2. It was a good game, but does that make for a good movie? FoA had some great game features: multiple paths, fun puzzles, classic adventure game exploration and interactivity, awesome pixel art - but none of these are useful to a movie.
3. The script was… OK. It doesn’t have any standout quotable lines like the first three films did. Its comedy is more slapstick than witty, and there are more than a few video-game in-jokes. It’s also highly derivative, written, I suspect, to make players think “This is cinematic! This is just like a real Indiana Jones movie!” To that end, it worked brilliantly. But in the 90s, games were still a sideshow compared to Hollywood, and were written in a parodic style, not yet having found their own space as a unique medium. To an extent, this is still true today.
4. An aging Harrison Ford is tough to reconcile with a story set in the 1930s. I expect this alone was a big driver in the studio wanting new scripts set in the 50s and 60s for the last two films.
5. Movies based on games have an abysmal track record, and I’m sure Hollywood producers get an allergic reaction whenever someone suggests another one.
And yet, despite all the above, FoA is still fantastic raw material for a movie. The plot, mythology, locations, set-pieces, and even the music, are all perfect for being reimagined on the big screen. Which leads me to the final reason why I think it hasn’t happened:
5. Nobody took games seriously in the 90s, Lucas was in control in the 00s for Crystal Skull and wanted his own story not somebody else’s, Disney was distracted by Star Wars and Marvel in the 10s, and by the time we get to Dial of Destiny in the 20s, Disney has become so risk averse that the idea of pulling ideas from a video game seems far outside what they are creatively capable of. Sadly, with Dial of Destiny bombing, the franchise is probably dead until the 30s.

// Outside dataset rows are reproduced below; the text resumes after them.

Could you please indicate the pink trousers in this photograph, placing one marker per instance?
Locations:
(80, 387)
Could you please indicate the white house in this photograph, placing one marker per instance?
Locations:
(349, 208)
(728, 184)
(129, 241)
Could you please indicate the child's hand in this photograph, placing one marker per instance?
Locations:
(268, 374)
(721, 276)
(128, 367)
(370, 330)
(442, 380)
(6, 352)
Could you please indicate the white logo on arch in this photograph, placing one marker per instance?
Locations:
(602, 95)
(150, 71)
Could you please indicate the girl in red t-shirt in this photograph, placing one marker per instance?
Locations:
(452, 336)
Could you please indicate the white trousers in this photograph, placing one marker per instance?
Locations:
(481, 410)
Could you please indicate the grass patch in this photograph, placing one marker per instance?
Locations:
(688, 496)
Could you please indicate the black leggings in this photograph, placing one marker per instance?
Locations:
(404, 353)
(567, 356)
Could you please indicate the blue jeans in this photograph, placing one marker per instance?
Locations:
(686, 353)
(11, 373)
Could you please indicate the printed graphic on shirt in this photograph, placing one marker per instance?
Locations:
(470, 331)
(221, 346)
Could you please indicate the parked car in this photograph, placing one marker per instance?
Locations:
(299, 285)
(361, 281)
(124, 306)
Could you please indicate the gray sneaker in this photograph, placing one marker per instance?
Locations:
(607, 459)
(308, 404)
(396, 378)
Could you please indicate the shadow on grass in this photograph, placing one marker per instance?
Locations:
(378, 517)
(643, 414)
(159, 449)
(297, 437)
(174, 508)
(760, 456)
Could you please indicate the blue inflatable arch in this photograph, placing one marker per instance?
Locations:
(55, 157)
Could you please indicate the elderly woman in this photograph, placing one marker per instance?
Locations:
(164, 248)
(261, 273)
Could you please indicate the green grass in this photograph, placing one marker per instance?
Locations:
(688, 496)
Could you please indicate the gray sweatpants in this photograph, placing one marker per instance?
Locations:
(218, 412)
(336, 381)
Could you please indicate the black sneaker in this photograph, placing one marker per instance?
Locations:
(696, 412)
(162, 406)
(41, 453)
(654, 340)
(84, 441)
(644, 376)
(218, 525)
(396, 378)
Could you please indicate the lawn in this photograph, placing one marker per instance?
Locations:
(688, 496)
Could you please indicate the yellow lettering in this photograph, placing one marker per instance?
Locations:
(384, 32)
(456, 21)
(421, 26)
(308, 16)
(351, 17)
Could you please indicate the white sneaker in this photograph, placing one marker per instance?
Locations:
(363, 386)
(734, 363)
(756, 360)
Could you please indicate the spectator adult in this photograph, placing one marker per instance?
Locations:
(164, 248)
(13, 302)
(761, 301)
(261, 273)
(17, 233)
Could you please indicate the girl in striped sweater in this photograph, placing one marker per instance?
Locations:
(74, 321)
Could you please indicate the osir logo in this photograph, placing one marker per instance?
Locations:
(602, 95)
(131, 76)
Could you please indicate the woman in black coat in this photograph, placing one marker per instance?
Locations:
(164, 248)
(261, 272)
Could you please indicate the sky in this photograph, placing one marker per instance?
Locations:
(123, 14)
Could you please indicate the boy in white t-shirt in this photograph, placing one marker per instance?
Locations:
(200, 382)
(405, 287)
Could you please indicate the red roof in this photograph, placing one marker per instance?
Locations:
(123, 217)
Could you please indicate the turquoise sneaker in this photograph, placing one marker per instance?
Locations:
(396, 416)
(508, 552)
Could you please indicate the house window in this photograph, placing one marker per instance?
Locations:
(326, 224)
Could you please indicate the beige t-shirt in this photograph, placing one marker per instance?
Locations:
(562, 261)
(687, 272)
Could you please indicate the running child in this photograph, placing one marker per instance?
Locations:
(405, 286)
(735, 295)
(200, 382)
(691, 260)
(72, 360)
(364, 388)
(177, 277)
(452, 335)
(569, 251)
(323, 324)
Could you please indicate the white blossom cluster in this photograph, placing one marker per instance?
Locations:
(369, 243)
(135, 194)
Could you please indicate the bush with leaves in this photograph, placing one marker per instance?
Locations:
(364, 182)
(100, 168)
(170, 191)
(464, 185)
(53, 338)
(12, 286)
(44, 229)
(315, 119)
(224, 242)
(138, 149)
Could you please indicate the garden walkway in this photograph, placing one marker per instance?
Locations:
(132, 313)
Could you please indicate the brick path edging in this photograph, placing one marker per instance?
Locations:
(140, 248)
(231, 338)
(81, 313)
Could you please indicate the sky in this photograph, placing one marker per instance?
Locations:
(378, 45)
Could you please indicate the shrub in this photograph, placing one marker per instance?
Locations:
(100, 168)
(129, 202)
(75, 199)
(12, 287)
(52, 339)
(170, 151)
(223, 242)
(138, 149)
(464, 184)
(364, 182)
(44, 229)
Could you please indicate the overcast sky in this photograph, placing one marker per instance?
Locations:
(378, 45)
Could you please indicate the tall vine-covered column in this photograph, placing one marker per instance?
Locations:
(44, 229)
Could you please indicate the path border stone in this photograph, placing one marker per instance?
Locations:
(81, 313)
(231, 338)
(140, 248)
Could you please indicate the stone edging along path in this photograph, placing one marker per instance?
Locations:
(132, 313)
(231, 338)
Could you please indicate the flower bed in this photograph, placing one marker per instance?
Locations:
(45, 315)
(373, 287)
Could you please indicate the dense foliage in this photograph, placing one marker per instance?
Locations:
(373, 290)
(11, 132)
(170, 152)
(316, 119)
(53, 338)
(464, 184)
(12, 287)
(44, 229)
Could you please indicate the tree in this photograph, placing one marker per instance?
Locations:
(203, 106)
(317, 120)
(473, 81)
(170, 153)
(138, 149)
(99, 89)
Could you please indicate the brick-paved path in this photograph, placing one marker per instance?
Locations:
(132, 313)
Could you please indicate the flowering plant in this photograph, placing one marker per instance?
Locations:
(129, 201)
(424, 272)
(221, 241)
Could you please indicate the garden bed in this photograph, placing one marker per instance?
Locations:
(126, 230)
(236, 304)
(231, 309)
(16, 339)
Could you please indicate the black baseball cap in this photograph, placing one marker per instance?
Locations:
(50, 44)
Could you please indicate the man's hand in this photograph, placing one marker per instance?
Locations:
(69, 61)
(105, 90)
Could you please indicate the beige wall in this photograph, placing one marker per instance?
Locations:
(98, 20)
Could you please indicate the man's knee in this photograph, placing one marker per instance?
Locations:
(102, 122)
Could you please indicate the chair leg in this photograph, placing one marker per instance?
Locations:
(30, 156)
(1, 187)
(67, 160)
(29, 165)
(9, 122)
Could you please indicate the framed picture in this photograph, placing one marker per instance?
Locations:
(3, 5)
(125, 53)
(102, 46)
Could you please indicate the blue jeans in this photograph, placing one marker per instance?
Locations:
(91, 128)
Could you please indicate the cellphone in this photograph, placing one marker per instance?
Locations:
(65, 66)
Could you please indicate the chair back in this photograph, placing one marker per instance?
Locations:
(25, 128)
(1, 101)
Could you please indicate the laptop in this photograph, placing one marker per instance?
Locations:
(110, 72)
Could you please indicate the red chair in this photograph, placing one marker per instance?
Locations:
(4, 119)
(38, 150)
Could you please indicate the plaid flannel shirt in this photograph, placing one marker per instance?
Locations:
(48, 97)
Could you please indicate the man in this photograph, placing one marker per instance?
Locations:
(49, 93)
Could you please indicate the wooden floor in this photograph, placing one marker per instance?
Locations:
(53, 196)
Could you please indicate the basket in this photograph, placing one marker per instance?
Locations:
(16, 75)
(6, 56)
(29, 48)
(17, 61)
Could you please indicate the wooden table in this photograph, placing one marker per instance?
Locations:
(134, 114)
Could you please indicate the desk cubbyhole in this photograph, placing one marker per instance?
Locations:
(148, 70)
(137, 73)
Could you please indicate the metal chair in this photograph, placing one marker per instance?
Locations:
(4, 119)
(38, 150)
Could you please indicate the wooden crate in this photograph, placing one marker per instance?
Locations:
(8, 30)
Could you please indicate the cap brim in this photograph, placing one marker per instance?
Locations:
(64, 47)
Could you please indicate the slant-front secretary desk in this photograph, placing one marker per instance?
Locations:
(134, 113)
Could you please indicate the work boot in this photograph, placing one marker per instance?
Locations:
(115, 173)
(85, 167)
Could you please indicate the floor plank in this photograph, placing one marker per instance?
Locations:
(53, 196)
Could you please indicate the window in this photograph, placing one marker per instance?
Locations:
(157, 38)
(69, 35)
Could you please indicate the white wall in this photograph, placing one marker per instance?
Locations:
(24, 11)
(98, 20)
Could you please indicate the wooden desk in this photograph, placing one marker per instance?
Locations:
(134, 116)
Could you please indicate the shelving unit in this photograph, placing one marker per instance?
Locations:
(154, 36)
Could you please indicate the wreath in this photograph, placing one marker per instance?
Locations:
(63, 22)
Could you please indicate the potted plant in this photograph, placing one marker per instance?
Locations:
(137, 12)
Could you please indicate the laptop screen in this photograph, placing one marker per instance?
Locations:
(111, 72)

Still, the fact that Disney lawyers shut down the recent fan-remastered version of the FoA game gives me hope that they still recognize how much value that IP has. They’ve strip-mined every other IP, so it’s possible they will eventually realize they've been digging in the wrong place, let go of Harrison Ford (in either live, de-aged, or posthumous generative form), and get their top men working on it.